Threshold Configuration

This document describes the ThresholdConfig structure and its parameters. For an explanation of how local rejection sampling works, see Local Rejection Sampling in the signing protocol documentation.

ThresholdConfig Structure

The ThresholdConfig structure bundles all parameters for threshold signing with local rejection.

structure ThresholdConfig where
  totalParties : Nat      -- n: total parties in the scheme
  threshold : Nat         -- t: minimum parties for reconstruction
  maxSigners : Nat        -- T: maximum partials aggregated (usually = t)
  globalBound : Nat       -- B_global: Dilithium bound (γ₁ - β)
  localBound : Nat        -- B_local: per-signer bound (B_global / T)
  maxLocalAttempts : Nat  -- maximum rejection attempts before failure

The localBound is derived automatically as globalBound / maxSigners. This ensures that when T signers each produce a partial with norm at most B_local, the aggregate stays within B_global.

Creating Configurations

Use ThresholdConfig.create for custom configurations or the preset constructors for standard security levels.

-- Custom configuration for 5 parties with default threshold
let cfg := ThresholdConfig.create 5 130994

-- Custom threshold (3-of-5 instead of default 4-of-5)
let cfg := ThresholdConfig.create 5 130994 (t := 3) (maxSigners := 3)

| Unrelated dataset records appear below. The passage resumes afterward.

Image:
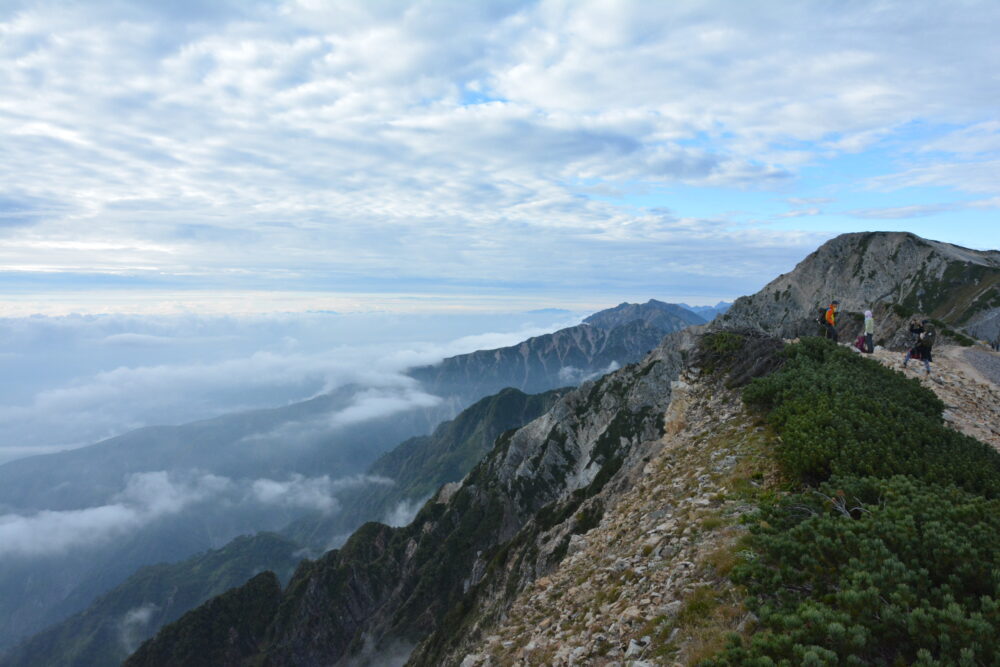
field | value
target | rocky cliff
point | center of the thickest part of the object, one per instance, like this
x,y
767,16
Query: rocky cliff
x,y
665,316
509,519
615,337
958,286
608,530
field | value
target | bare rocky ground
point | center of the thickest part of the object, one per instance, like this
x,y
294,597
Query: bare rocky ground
x,y
966,379
648,585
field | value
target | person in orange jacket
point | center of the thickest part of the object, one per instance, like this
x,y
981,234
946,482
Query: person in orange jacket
x,y
831,320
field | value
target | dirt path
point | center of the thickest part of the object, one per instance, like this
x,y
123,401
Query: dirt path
x,y
964,379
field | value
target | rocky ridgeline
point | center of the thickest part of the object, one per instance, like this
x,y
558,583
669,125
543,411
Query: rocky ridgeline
x,y
972,400
647,586
956,285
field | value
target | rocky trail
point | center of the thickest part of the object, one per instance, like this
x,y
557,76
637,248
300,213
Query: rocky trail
x,y
647,586
966,379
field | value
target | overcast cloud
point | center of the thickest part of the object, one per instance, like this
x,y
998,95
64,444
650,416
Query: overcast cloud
x,y
388,147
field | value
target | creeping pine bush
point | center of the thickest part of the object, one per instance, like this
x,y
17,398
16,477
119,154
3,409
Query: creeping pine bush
x,y
841,414
874,572
890,552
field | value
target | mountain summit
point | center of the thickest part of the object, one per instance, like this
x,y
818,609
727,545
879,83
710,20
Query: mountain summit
x,y
956,285
665,316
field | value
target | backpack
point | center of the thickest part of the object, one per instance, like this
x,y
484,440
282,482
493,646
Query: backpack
x,y
926,340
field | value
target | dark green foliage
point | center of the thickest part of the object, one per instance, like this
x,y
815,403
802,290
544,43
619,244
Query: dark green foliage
x,y
895,558
839,413
875,572
222,632
742,356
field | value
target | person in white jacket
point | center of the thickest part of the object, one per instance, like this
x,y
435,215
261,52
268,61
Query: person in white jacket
x,y
869,332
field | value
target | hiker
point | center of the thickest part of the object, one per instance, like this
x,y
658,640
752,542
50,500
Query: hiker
x,y
830,321
869,332
922,348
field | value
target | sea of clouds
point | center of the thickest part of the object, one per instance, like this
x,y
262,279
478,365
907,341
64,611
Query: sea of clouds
x,y
71,381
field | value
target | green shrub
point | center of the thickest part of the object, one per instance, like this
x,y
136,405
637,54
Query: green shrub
x,y
841,414
876,572
894,558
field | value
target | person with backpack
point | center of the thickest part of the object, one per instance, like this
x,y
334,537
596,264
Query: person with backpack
x,y
830,320
922,349
869,332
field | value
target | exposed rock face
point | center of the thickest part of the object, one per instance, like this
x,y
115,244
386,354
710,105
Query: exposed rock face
x,y
624,591
614,338
665,316
419,466
389,587
953,284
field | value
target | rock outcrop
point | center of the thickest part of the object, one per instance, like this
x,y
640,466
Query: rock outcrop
x,y
510,519
606,341
958,286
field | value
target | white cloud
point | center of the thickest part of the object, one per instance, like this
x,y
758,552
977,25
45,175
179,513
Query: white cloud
x,y
309,493
403,513
334,145
132,627
150,496
145,498
75,380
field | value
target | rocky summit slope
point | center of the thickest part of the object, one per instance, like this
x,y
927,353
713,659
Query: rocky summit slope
x,y
605,531
610,339
958,286
647,585
633,589
665,316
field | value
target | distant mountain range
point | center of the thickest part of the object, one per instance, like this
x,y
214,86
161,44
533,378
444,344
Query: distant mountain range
x,y
273,444
902,272
708,312
602,343
424,592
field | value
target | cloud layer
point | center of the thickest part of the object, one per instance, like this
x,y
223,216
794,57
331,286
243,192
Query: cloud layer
x,y
149,497
70,381
365,146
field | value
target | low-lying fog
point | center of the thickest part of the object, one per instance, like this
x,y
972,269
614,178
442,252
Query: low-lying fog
x,y
71,381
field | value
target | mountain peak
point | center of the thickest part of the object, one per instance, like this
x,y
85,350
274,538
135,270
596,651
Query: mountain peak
x,y
957,285
666,316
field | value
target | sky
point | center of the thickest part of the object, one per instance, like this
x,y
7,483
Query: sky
x,y
453,156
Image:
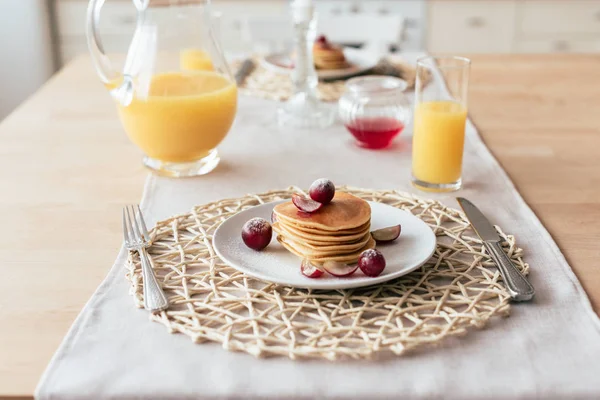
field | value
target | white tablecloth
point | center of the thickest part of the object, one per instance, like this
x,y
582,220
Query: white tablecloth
x,y
548,348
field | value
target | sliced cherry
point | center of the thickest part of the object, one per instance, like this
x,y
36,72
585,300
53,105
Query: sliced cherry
x,y
310,270
322,190
371,262
257,233
388,234
304,204
340,269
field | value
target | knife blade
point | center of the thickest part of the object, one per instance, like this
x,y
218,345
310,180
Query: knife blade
x,y
518,286
245,69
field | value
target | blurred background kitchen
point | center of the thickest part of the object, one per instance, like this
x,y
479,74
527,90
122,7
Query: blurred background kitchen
x,y
40,36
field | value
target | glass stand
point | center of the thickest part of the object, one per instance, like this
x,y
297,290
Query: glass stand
x,y
303,109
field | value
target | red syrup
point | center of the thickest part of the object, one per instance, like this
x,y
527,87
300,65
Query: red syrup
x,y
375,133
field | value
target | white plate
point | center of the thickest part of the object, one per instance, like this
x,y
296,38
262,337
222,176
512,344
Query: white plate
x,y
359,61
275,264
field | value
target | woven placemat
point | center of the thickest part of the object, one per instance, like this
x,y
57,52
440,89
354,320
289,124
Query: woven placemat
x,y
268,84
458,288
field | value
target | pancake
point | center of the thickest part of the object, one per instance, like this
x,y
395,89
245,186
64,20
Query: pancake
x,y
318,239
343,213
319,232
349,258
330,249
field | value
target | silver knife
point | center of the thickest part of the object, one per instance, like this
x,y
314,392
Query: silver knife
x,y
245,69
519,288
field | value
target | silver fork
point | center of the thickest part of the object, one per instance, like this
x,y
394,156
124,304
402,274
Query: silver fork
x,y
137,238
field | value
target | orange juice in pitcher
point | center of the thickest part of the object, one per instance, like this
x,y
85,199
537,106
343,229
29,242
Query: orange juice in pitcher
x,y
176,97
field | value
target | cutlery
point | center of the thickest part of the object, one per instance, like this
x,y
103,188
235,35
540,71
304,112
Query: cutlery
x,y
245,69
518,287
137,239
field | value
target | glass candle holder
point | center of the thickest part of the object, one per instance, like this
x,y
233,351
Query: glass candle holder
x,y
375,110
439,126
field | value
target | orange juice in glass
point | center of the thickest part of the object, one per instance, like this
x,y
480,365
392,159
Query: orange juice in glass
x,y
439,123
176,97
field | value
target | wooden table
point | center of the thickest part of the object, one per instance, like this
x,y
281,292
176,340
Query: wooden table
x,y
67,168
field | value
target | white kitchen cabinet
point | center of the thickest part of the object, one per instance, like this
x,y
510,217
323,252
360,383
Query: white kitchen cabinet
x,y
551,17
558,45
439,26
483,26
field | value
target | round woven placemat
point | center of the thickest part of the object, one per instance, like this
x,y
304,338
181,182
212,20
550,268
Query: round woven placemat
x,y
456,289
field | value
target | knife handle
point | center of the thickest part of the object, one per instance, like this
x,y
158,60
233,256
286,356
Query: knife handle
x,y
519,288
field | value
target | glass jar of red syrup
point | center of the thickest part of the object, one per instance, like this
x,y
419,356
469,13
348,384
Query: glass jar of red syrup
x,y
374,109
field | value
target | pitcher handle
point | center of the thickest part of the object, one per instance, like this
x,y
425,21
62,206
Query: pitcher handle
x,y
108,75
120,85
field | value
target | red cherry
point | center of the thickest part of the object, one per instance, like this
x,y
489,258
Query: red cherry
x,y
388,234
322,190
309,270
304,204
371,262
257,233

-- Standard Dilithium configurations
let cfg2 := ThresholdConfig.dilithium2 5  -- 128-bit security
let cfg3 := ThresholdConfig.dilithium3 5  -- 192-bit security
let cfg5 := ThresholdConfig.dilithium5 5  -- 256-bit security

The create constructor fills validity proofs automatically using omega. If proof obligations fail, the configuration parameters are inconsistent.

Default Threshold

The default threshold uses the 2/3+1 rule for Byzantine fault tolerance.

Parties (n)	Threshold (t)	Max Faulty (f)
3	3	0
4	3	1
5	4	1
6	5	1
7	5	2
10	7	3

The formula is t = 2n/3 + 1 (integer division). This ensures honest majority for BFT protocols.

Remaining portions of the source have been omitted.